I address the motivations for our Reversal Curse paper in a reply to your other comment.
My current (highly speculative) guess is that humans do learn one-directionally. We can’t easily recite poems backwards line-by-line or word-by-word or phoneme-by-phoneme. We can’t understand such reversed language either. It’s easy to count down (because we practice that) but harder to do the alphabet backwards (because we don’t practice it). Mostly when we memorize facts that are 2-way (unlike poems), we do some minimal amount of reflection/repetition that means both AB and BA are present. E.g. repeating to ourselves “casa, house, casa, house, etc...”. For facts we read passively in newspapers, it’s trickier to think about becuase we retain relatively little. But my guess is that most facts that we retain at all will be ones that appear in both orders, though that won’t be necessary for us learning them (becauase we can reflect on them ourselves).
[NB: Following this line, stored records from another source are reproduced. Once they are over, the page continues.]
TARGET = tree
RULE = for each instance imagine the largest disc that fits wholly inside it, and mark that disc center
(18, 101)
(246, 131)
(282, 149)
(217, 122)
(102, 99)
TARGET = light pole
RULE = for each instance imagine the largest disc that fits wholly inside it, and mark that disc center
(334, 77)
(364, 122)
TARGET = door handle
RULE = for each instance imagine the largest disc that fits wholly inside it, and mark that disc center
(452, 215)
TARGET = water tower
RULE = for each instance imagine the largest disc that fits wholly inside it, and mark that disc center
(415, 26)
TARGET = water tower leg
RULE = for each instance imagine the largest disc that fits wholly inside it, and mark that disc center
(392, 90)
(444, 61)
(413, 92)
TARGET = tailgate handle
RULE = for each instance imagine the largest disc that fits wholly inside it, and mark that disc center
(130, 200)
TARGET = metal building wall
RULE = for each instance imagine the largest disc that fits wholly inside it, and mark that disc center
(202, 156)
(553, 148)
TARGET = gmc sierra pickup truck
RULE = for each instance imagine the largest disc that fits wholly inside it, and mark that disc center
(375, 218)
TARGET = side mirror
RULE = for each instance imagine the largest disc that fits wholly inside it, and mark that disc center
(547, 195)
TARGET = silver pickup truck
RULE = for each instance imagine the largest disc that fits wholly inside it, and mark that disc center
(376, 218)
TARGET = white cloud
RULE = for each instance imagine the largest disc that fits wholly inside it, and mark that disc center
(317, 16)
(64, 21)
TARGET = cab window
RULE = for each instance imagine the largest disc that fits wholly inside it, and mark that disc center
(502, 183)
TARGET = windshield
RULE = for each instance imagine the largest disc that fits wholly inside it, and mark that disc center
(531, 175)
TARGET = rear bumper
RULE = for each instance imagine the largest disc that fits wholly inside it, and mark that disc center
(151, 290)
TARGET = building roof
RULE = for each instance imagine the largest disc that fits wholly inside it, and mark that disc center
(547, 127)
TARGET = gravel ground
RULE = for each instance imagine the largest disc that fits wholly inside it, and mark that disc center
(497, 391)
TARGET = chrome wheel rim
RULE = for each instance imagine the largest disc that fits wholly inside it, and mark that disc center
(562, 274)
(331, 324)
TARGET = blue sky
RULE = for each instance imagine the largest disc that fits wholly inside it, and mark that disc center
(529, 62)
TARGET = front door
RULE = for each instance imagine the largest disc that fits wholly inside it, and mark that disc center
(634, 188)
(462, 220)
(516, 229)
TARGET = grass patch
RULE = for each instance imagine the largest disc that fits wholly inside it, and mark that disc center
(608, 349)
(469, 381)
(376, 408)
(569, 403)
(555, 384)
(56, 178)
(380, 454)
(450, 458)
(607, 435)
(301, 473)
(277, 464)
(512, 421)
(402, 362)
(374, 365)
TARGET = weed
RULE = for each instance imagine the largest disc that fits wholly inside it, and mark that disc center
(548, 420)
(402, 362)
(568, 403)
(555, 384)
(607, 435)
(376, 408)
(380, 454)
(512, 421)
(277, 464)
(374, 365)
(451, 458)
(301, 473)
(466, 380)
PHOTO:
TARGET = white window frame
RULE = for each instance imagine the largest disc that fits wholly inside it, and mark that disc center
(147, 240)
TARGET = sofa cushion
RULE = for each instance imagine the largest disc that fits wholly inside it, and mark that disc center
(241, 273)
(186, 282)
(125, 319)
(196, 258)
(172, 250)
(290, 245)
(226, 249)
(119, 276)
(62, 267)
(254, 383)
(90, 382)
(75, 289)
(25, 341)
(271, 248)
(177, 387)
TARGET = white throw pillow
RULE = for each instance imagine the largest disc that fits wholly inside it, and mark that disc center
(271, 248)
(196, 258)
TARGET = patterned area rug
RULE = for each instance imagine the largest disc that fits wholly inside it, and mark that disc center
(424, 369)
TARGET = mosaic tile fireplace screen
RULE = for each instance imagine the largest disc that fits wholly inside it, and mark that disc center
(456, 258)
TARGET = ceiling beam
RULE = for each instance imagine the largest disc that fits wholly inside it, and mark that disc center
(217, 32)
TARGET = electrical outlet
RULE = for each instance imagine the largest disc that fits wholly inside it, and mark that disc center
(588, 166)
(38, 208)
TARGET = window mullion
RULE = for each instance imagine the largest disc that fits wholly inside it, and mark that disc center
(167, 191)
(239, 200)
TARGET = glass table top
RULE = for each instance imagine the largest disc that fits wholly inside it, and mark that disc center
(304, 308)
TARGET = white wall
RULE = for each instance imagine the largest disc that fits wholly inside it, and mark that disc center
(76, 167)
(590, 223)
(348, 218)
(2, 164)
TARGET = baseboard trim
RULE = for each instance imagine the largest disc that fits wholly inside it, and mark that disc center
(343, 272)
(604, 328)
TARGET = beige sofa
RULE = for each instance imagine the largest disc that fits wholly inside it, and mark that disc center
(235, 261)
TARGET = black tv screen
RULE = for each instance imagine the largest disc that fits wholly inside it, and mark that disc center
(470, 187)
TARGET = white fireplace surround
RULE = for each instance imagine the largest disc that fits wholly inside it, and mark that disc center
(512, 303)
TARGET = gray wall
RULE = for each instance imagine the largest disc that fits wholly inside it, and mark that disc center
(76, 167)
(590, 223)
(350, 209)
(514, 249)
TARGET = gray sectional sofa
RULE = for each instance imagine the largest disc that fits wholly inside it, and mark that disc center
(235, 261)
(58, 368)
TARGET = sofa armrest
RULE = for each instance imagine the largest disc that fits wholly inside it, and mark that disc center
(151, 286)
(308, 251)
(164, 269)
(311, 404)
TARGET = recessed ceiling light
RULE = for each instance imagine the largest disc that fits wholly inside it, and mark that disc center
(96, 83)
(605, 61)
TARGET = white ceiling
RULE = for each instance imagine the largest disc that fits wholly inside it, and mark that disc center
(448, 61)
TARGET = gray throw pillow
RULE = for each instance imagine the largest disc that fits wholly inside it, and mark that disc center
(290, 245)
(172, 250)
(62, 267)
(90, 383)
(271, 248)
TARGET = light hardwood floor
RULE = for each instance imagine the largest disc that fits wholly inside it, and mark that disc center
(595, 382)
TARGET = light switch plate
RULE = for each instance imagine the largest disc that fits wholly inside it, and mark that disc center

[If we don’t understand the semantics of what we are hearing at all, then we don’t memorize. E.g. Americans might hear a lot of Spanish on the streets but but memorize basically nothing.]
We might also be using working memory to reconstruct reverse relations on the fly. E.g. reciting a poem backwards will consist of remembering chunks of it in forward direction and then rearranging the chunk to be in reverse direction.
If that is correct than a variation of CoT-prompting might work. By first having the model recall any context in which it recalls an object and then picking the answer out of that.